Ein Schwachstellenscan ist mehr als nur ein Scan

Die Zeiten, in denen Unternehmen IT-Security ganz unten auf ihre Prioritätsliste setzten, sind vorbei. In den letzten Jahren ist es mehr als deutlich geworden, dass Hackerangriffe kein medial aufgebauschter Hokuspokus sind, sondern eine reale, geschäftskritische Gefahr. Nicht zuletzt deswegen ist in unserer täglichen Arbeit mit Kunden das Thema Schwachstellenscan zum Dauerbrenner geworden. Was hat es damit genau auf sich und was sind unsere Erfahrungen aus den Einsätzen der letzten zwei Jahre?

Was unterscheidet Schwachstellenscan, Penetrationtest und Patchmanagement?
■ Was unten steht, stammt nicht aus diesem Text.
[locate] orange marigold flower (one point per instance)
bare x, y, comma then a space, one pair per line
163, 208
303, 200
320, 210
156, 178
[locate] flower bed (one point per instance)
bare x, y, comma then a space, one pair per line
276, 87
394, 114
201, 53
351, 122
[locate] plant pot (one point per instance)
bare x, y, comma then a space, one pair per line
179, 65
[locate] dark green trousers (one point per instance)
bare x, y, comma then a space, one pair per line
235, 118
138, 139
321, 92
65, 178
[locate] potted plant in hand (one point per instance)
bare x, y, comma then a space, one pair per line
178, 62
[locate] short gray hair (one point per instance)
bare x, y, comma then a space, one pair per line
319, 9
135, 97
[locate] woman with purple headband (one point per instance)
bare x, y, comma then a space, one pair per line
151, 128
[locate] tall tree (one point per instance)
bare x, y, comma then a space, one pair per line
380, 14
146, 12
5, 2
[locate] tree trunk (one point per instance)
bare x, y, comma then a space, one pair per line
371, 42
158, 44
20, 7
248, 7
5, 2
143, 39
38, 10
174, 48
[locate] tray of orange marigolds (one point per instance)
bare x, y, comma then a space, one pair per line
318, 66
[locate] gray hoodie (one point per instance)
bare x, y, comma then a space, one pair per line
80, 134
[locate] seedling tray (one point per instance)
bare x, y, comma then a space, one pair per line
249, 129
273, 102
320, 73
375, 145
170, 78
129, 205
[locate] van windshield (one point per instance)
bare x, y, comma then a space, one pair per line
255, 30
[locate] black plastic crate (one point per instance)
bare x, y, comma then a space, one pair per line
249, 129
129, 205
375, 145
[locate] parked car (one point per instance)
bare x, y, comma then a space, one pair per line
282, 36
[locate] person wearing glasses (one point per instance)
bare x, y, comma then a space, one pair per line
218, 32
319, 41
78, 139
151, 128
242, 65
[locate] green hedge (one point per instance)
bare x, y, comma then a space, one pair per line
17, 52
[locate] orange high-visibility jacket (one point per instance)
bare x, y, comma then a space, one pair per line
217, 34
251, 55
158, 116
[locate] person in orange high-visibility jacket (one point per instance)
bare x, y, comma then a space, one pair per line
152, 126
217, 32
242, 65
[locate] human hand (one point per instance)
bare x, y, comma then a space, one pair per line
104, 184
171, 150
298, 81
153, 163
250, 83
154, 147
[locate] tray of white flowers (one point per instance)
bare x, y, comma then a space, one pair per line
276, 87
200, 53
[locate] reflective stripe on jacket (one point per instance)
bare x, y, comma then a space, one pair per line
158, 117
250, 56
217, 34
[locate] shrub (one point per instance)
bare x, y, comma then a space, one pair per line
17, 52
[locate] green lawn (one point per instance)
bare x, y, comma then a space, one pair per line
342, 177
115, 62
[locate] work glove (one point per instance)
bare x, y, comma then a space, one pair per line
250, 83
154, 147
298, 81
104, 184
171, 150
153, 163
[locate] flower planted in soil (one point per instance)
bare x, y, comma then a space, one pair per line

Veraltete Softwareversionen — inklusive des Betriebssystems samt essentieller Komponenten — stellen eine der wichtigsten Schwachstellen in der IT-Sicherheitsarchitektur eines Unternehmens dar. Auch ein solides Patchmanagement kann nicht immer garantieren, dass keine veralteten Softwareversionen zurückbleiben. Das liegt unter anderem daran, dass die Softwarehersteller mit den Updates manchmal hinterherhinken. Schwachstellenscans können die Lücken, die ein Patchmanagement hinterlässt, aufdecken. Im Gegensatz zu einem Penetrationstest stellt ein Schwachstellenscan auch nicht einen gezielten Angriff auf potentielle Lücken in bestimmten Systemen dar. Ein solcher Scan gleicht eher einem Vogelblick, der auf eine weitläufigere Weise Schwachstellen in der gesamten IT-Sicherheitsarchitektur sichtbar macht. Neben veralteten Softwareversionen deckt ein Schwachstellenscan so unter anderem auch unsichere Passwörter und Lücken in der Firewall auf (10-Punkte-Checkliste).

Die am häufigsten auftretenden Probleme

Von Firma zu Firma unterscheiden sich die aufgedeckten Schwachstellen. Dennoch stellen wir mit einiger Regelmäßigkeit fest, dass gerade in dem wichtigen Bereich der Microsoft Updates ein Verbesserungsbedarf besteht. Durch Folgescans können da signifikante Steigerungen in Puncto Sicherheit und Performance erzielt werden. Ein weiteres großes Problem sind veraltete Versionen von elementaren, häufig genutzten Drittanbieter-Tools, wie beispielsweise Java, Flash oder Reader. Diese Programme werden häufig vernachlässigt oder müssen in bestimmten Versionen auf den Systemen vorliegen, damit andere, wichtige Softwareanwendungen funktionieren. Generell finden wir durch unsere Erfahrung bei fast jedem Suchlauf die Schwachstellen und Konfigurationsprobleme, auch abseits von Microsoft Updates und Drittanbieter-Tools. Aus jedem Scan lernen wir schließlich etwas Neues dazu.

Ein automatisch erstellter Report nutzt dem Kunden wenig

Wenn wir Schwachstellenscans durchführen, überprüfen wir zwischen 200 und 3.000 Systeme, je nach Beschaffenheit und Größe des Unternehmens. Dabei fällt eine Menge Daten an, die gesammelt, kategorisiert und in einem Report zusammengefasst werden. Diese komplexen Reports allein, die zehn bis fünfzehn Tausend Seiten lang sein können, bieten dem Kunden allerdings keinen Mehrwert. Darum bereiten wir für den Kunden einen kompakten Bericht auf, den wir in einem Ergebnis-Workshop präsentieren. So hat der Kunde die wichtigsten Schwachstellen samt vorgeschlagenen Lösungen schnell im Blick und kann diese in seiner Umgebung umsetzen.